Current limits on fine particulate matter in the air set by the U.S. Environmental Protection Agency (EPA) may not be sufficient to protect elderly people from the risk of premature death from air pollution, according to a large study from Harvard T.H. Chan School of Public Health.
Looking at 13 years’ worth of data from more than 13 million elderly people living in the Southeastern U.S., the new study, published in Epidemiology, found that for each 1 µg m-3 (roughly 10 percent) increase in the annual average concentration of PM2.5 (particles smaller than 2.5 microns in diameter) in the air in a particular region, mortality risk rose by 2 percent. The risk showed up even in areas where PM2.5 levels were below current EPA limits.
“We found that if particle concentrations could be reduced by about 10%, it would lower the death rates of people age 65 and older in the Southeastern U.S., saving 7,000 to 10,000 lives per year,” said Dr. Joel Schwartz, professor of environmental epidemiology and senior author of the study. “That would be a very large public health impact.”

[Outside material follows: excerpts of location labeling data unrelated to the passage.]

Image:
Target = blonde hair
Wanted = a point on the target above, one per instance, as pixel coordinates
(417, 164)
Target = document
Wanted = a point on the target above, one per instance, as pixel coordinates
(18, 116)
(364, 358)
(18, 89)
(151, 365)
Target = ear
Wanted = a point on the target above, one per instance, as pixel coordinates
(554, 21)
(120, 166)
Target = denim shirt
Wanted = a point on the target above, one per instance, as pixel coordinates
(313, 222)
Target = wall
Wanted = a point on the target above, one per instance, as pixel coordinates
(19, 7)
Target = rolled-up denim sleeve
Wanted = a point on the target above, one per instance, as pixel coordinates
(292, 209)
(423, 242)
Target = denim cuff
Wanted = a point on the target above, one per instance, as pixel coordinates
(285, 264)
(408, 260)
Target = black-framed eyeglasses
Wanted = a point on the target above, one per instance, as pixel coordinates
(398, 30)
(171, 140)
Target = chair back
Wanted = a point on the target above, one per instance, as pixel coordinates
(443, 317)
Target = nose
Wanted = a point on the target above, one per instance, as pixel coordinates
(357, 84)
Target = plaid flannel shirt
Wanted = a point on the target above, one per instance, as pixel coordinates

While the link between long-term exposure to PM2.5 and increased mortality risk has been well documented over the past two decades, previous studies included mostly participants with high socioeconomic status, making it difficult to identify air pollution’s effects on those who are socially and economically disadvantaged. The new study looked at the entire Medicare-eligible population of seven Southeastern states — Alabama, Florida, Georgia, Mississippi, North Carolina, South Carolina, and Tennessee. It also took a closer look at characteristics that potentially put people at greater risk from air pollution, such as diabetes, race, and socioeconomic status.
“In addition to showing what is happening to the general population in that region, our study also allowed us to look at whether less-advantaged groups were more susceptible to particulate exposure,” Dr. Schwartz said.
The researchers used a novel model, based on both satellite remote sensing and on-the-ground pollution monitoring, to predict pollution in the zip code of each participant, and compared the pollution data with Medicare data on participants’ health.
The researchers found that people who were either black, eligible for Medicaid, lived in lower-income zip codes, or had chronic diseases were more susceptible to particulate air pollution. “In other words, these groups had larger increases in death rates when PM2.5 particulates increased than people not in these categories,” said Dr. Schwartz.